One-Time Pads — How Efficient Were They?

Discover For Yourself How Amazingly Efficient The Use Of A One-Time Pad Could Be!

Step One

In 1882 Frank Miller published his customized banking codebook titled “Telegraphic Code: To Insure Privacy and Secrecy In The Transmission Of Telegrams.” Download Frank Miller’s 1882 book from Google Books:

Step Two

Scroll on over to Page 36. In the second column, half-way down, you’ll find codegroup 04295. Above that codegroup, you’ll find a piece of banking boilerplate text Frank Miller and his fellow bank officers used to create banking documents for transmission over the Internet of their day, the Telegraph. Frank would have inserted this “endorsement” into a banking document by writing the code 04295.

Step Three

Granted, my counting skillz may be a bit rusty, but in this piece of boilerplate text, I count 233 words or 1,363 characters. What totals do you get?

Step Four

Frank would have added 5 characters from a One-Time Pad to this code, 04295, in order to completely encrypt it. Then he would have included the encrypted codegroup in the message he transmitted over the Telegraph.

The efficiency of the use of a One-Time Pad — as originally invented and exclusively intended with a telegraphic codebook — could be extremely high. This efficiency depended entirely on the information architecture of the codebook.

What About The Length Of The Key?

You’ve often read that when using a One-Time Pad the amount of “key material” must be equal to the length of the message. This is true, when using a One-Time Pad with a cipher. Cipher messages include the content, or the meaning of the message. As far as the content of the message is concerned, just like the old Prego Spaghetti Sauce commercial, you could say “It’s In There!” 

This is absolutely not true when using a One-Time Pad with a telegraphic codebook as Frank Miller did. The message as transmitted definitely does not include the content — “It’s Not In There!” The message that’s transmitted includes something that stands in for, or represents the content, which is contained in the codebook.

During this era, it was common knowledge that the length of codebook messages as transmitted over the Telegraph had absolutely no relationship whatsoever to the length of the content contained in the telegraphic codebook.

Why Does This Matter?

Our understanding of the world and how it works isn’t static. We gain new insight and greater understanding as new data points become available.

For many decades “common knowledge” held that the One-Time Pad concept and first implementation was invented by Gilbert Vernam of Bell Telephone Laboratories in New York City and Joseph Mauborgne of the U.S. Army Signal Corps in 1917, and that the use of a One-Time Pad was highly inefficient because the length of the key material was always equal to the content of the message. To anyone outside the information security industry, repeatedly reading that this particular tool was profoundly inefficient has been a rather effective deterrent to investigating it further.

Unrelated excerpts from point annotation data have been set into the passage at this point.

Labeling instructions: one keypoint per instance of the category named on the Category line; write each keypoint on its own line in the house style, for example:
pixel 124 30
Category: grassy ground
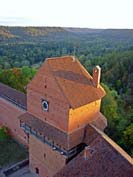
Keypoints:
pixel 11 152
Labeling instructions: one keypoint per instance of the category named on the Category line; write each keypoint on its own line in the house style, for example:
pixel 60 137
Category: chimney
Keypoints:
pixel 96 76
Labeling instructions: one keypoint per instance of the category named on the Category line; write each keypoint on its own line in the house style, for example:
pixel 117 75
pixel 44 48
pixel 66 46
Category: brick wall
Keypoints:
pixel 44 158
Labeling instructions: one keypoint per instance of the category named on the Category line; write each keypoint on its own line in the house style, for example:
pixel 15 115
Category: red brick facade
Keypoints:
pixel 62 118
pixel 9 117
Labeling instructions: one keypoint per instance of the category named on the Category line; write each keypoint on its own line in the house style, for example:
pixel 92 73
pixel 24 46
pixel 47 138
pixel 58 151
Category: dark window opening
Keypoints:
pixel 37 170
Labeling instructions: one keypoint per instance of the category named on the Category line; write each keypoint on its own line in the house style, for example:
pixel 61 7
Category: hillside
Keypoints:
pixel 22 49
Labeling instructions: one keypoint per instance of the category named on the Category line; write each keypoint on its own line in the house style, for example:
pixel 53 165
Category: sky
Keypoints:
pixel 67 13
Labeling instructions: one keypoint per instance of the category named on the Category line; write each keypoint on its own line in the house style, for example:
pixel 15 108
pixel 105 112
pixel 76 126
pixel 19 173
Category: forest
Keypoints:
pixel 23 49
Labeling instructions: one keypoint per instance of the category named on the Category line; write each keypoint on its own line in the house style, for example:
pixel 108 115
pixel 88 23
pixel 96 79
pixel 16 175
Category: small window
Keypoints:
pixel 37 170
pixel 45 105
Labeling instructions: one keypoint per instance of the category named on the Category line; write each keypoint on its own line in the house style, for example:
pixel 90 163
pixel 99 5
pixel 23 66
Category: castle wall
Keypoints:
pixel 44 158
pixel 9 117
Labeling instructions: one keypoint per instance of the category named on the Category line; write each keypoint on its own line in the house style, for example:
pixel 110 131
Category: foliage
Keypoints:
pixel 17 78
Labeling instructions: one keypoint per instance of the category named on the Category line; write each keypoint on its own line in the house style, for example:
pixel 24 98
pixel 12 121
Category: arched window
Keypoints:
pixel 37 170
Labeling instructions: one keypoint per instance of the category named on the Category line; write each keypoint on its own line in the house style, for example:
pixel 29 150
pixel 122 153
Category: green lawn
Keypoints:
pixel 11 152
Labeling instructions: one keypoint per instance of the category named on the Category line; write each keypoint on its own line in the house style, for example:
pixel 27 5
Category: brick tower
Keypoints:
pixel 62 99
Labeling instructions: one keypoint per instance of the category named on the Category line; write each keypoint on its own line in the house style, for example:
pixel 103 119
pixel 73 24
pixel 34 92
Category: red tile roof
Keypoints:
pixel 74 81
pixel 105 159
pixel 14 96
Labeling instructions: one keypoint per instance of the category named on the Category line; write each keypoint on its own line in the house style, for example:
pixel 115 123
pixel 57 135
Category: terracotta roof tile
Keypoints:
pixel 103 160
pixel 74 81
pixel 14 96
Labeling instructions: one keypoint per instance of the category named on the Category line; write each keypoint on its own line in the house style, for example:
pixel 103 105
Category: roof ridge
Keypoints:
pixel 57 83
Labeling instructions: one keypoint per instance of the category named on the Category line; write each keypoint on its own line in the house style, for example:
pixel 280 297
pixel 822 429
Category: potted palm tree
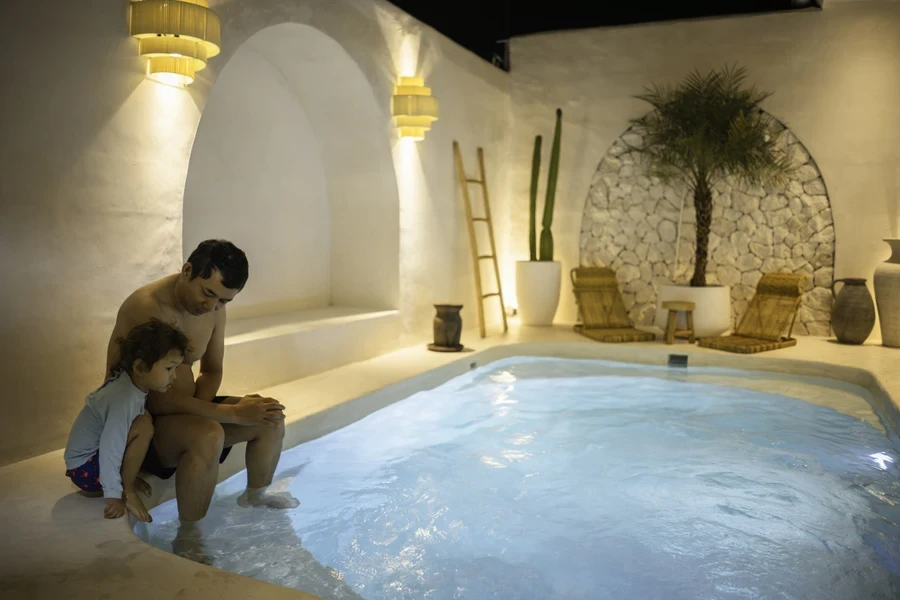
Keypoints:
pixel 708 128
pixel 538 279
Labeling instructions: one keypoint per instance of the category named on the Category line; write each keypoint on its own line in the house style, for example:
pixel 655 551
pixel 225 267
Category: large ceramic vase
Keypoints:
pixel 887 295
pixel 853 313
pixel 447 328
pixel 537 290
pixel 712 315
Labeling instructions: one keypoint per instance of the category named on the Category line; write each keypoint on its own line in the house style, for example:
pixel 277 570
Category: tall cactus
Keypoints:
pixel 547 221
pixel 532 206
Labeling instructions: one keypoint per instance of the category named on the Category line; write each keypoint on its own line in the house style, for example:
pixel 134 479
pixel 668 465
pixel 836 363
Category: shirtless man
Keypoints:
pixel 194 429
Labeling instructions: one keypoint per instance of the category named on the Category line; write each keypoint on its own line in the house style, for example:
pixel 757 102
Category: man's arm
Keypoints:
pixel 175 402
pixel 211 362
pixel 249 410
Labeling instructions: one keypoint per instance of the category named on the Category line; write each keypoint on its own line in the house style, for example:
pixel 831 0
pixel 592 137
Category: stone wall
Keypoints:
pixel 630 223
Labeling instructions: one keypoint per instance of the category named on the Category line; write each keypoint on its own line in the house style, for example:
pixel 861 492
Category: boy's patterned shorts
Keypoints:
pixel 87 476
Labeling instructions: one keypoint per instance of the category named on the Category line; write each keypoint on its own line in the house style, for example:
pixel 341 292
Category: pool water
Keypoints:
pixel 533 478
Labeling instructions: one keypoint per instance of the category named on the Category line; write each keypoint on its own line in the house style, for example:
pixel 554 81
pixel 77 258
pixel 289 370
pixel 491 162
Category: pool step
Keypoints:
pixel 678 361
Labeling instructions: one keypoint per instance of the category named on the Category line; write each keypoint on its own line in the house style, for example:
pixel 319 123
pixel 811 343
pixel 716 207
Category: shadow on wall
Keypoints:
pixel 292 164
pixel 630 223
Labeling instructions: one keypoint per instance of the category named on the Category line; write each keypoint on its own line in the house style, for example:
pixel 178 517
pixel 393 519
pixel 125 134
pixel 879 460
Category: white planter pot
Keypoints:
pixel 537 290
pixel 712 314
pixel 887 296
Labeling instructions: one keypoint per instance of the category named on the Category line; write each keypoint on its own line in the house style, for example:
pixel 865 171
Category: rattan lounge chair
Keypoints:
pixel 602 310
pixel 772 310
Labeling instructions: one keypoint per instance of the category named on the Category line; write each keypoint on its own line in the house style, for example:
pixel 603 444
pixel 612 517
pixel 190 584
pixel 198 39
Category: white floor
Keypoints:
pixel 56 545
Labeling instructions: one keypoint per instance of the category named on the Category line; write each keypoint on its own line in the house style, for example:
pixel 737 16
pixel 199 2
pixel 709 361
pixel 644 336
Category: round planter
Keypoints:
pixel 537 290
pixel 712 316
pixel 853 314
pixel 447 328
pixel 887 295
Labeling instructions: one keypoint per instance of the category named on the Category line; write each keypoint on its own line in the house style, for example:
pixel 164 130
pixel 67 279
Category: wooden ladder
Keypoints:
pixel 473 242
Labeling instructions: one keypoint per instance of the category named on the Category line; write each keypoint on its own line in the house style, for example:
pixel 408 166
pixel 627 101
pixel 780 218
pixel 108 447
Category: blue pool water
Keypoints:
pixel 549 478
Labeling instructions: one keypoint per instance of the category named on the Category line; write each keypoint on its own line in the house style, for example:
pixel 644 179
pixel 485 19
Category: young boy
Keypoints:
pixel 111 434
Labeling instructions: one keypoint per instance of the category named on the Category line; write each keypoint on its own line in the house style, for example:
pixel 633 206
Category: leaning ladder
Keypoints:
pixel 473 242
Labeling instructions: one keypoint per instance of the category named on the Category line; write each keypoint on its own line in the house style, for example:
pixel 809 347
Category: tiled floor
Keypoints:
pixel 55 544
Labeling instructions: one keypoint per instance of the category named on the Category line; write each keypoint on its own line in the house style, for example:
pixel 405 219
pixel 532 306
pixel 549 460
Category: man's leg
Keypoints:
pixel 193 445
pixel 264 443
pixel 139 437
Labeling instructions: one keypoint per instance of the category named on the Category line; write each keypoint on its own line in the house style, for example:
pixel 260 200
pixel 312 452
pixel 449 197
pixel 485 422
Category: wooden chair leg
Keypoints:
pixel 670 327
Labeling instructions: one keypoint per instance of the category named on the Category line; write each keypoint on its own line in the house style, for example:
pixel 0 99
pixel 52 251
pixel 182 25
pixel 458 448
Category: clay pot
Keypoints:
pixel 853 313
pixel 447 328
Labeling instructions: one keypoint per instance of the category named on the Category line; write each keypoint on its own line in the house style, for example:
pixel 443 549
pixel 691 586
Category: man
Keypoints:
pixel 194 429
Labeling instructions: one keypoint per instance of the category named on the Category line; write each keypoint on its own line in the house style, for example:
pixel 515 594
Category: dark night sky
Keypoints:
pixel 479 24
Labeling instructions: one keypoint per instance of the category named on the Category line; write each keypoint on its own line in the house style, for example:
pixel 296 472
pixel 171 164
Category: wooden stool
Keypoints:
pixel 674 308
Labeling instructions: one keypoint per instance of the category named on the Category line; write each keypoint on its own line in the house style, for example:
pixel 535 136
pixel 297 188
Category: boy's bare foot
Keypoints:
pixel 261 497
pixel 135 506
pixel 142 486
pixel 188 543
pixel 114 508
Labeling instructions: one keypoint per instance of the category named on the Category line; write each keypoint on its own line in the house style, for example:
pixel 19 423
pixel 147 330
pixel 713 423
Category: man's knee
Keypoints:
pixel 276 430
pixel 207 439
pixel 142 426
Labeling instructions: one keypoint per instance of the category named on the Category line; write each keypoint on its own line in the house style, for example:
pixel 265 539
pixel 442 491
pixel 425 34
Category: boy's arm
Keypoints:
pixel 119 415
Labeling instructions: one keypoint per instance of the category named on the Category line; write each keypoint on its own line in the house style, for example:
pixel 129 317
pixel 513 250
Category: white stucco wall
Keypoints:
pixel 257 178
pixel 835 75
pixel 96 159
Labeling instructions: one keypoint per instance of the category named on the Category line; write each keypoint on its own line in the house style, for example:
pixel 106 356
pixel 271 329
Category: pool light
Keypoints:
pixel 176 36
pixel 882 459
pixel 413 108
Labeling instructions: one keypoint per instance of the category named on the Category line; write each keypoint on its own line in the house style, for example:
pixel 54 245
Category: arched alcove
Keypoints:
pixel 290 162
pixel 630 223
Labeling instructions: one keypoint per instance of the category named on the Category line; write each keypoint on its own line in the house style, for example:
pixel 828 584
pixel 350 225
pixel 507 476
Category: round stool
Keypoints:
pixel 674 308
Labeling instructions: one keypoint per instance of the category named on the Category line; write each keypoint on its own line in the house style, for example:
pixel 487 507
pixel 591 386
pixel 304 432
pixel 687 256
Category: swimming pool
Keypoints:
pixel 560 478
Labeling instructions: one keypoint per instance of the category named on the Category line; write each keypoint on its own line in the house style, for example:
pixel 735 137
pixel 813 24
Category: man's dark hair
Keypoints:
pixel 149 342
pixel 221 256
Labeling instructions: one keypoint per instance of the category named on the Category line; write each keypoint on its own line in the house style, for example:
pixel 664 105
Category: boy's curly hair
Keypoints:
pixel 149 342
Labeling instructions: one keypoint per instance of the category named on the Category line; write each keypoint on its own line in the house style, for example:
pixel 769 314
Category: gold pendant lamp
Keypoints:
pixel 176 36
pixel 413 107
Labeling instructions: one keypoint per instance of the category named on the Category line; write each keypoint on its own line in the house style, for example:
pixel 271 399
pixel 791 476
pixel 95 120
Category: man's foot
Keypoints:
pixel 188 543
pixel 135 506
pixel 140 485
pixel 260 497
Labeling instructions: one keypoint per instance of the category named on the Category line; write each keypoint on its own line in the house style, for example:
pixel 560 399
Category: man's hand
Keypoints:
pixel 256 410
pixel 115 508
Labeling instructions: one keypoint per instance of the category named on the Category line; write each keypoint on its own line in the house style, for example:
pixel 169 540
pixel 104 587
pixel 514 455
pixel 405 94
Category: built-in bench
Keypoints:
pixel 269 350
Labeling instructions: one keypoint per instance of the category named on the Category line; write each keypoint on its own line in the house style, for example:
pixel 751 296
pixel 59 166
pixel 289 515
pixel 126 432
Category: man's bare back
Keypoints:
pixel 193 427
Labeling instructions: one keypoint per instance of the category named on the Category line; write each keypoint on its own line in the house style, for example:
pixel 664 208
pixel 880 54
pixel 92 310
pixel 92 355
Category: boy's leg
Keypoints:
pixel 139 437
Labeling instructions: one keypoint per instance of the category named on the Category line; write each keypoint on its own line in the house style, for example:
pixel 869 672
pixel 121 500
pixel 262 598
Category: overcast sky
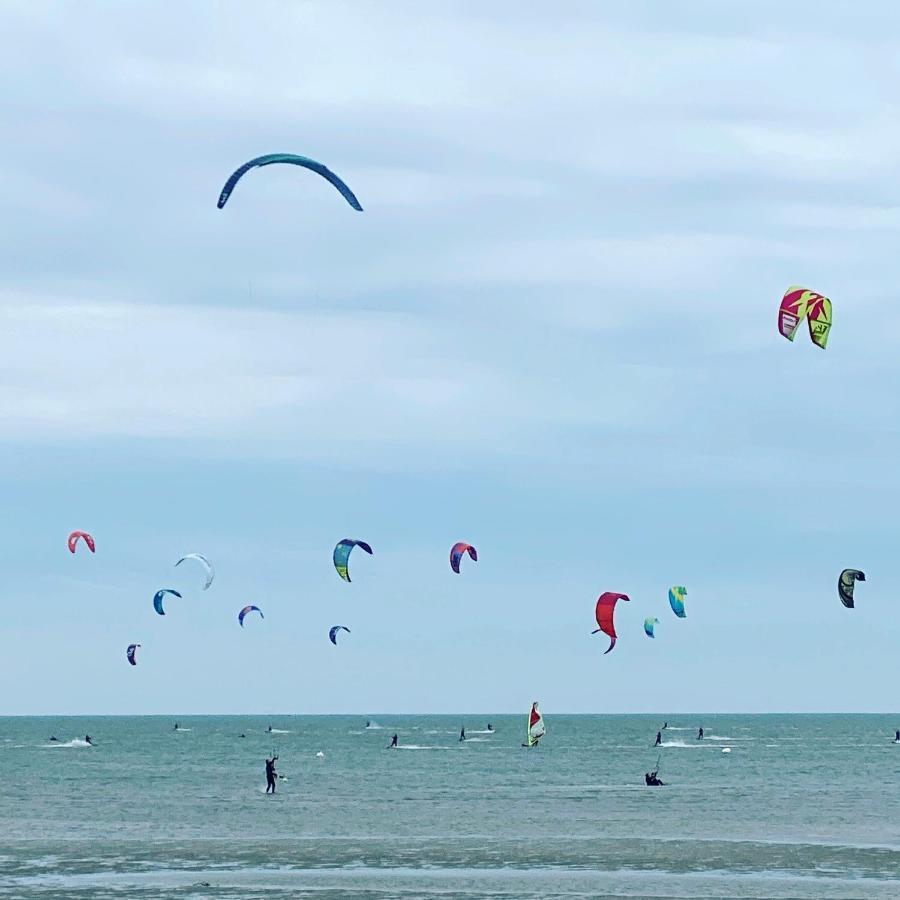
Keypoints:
pixel 552 333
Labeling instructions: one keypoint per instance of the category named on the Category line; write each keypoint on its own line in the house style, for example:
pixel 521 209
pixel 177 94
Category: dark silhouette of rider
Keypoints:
pixel 271 774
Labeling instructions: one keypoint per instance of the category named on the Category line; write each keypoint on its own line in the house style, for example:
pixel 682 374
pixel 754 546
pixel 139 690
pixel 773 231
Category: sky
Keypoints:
pixel 551 333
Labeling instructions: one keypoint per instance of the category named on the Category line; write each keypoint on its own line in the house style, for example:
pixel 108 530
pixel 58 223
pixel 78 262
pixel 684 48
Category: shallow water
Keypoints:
pixel 803 806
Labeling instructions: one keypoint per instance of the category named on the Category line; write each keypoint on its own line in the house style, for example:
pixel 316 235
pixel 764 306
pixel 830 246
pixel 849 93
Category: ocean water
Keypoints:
pixel 802 807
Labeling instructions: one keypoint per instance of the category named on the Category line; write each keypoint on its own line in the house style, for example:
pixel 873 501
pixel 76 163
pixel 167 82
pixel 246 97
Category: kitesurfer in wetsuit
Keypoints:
pixel 271 774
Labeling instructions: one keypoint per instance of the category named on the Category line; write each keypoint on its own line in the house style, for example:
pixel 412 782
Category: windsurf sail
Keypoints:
pixel 536 729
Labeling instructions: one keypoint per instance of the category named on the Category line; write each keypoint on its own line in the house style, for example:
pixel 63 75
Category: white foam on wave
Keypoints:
pixel 77 742
pixel 684 745
pixel 420 747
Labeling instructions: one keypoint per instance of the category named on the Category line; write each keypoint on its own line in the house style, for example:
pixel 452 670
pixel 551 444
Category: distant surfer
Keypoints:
pixel 271 774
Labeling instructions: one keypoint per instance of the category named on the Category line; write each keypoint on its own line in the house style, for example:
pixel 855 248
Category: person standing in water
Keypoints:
pixel 271 774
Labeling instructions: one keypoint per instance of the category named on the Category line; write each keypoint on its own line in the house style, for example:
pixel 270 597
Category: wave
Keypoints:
pixel 77 742
pixel 420 747
pixel 695 745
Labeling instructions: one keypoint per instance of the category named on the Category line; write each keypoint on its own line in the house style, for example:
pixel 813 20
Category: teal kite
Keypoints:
pixel 676 600
pixel 342 555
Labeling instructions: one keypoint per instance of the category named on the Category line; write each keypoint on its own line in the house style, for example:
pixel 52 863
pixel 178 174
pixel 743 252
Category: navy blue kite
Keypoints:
pixel 294 160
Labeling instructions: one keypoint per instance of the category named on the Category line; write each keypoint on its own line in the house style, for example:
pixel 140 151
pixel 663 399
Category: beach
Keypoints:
pixel 804 806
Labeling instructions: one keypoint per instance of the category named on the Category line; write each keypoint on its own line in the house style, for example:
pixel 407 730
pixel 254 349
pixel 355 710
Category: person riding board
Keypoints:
pixel 271 774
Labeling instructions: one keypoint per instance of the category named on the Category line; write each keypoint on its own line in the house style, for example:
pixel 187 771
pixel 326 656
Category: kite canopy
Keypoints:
pixel 210 572
pixel 676 600
pixel 157 599
pixel 294 160
pixel 457 551
pixel 342 555
pixel 72 541
pixel 606 605
pixel 332 632
pixel 536 729
pixel 799 303
pixel 846 584
pixel 249 609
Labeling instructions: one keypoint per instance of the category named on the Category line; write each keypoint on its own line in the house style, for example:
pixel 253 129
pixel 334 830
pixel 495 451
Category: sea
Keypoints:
pixel 802 806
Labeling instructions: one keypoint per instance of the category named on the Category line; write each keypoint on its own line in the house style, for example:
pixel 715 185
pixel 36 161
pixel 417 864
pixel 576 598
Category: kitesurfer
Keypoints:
pixel 271 774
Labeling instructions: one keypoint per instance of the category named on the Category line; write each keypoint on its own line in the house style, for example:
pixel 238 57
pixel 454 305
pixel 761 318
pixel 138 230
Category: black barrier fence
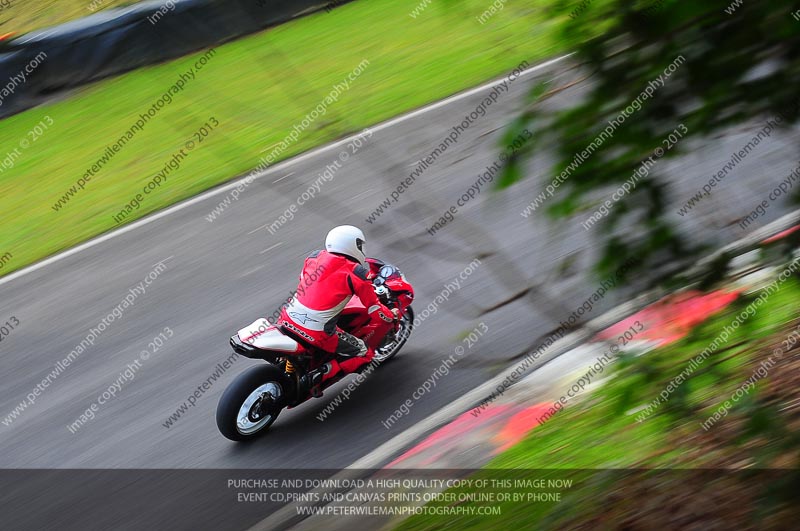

In July of 2011, we learned that Frank Miller — a banker on the opposite coast in California — invented the One-Time Pad at least 35 years earlier. By looking closely at Frank Miller’s implementation of the One-Time Pad concept, we can also see that during his day-to-day use of his original invention, encrypting content with a One-Time Pad could be extremely efficient, depending completely on the information architecture of the codebook involved.

It’s a bit like the murder mystery game Clue — was it Mr. Vernam in New York with a teletype machine, or Mr. Miller in California 35 years earlier with a telegraph terminal?

Now we know the One-Time Pad was originally a business tool used by business people to solve their banking security challenges, while using a means of communication which was woefully insecure. Large sums of money were at risk, and Frank Miller invented a solution in 1882 which worked perfectly then, and still does today.